Der Bundesverband Legasthenie zeigte sich enttäuscht über das Urteil. „Wir hätten uns erhofft, dass die Hinweise auf Legasthenie als diskriminierend verboten werden“, sagte die Verbandsvorsitzende Tanja Scherle der nach der Urteilsverkündung. Ein wichtiger Schritt sei aber, dass die Verfassungsrichter Legasthenie als Behinderung anerkannt hätten. „Das kann Betroffenen helfen, weil sie dadurch in ihren Rechten gestärkt werden, jenseits von Zeugnisbemerkungen.“
Nach dem Urteil sehen Experten nun Handlungsbedarf für die Schulverwaltungen der Bundesländer.
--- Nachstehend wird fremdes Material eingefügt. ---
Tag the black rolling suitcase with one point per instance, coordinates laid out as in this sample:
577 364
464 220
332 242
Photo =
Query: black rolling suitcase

Sie müssen prüfen, wie die Abiturzeugnisse gewährte Hilfen und Abweichungen von Prüfungsanforderungen für Schüler mit Behinderungen dokumentieren.
Wegen der vom Verfassungsgericht geforderten „gleichmäßigen“ Dokumentierung dürfte es künftig mehr entsprechende Abiturzeugnisvermerke geben, auch für körperbehinderte Schüler.
Die bayerische Landesschulordnung sieht bereits entsprechende Hinweise auch auf Behinderungen wie Autismus, Körperbehinderung, Taubheit oder Blindheit vor.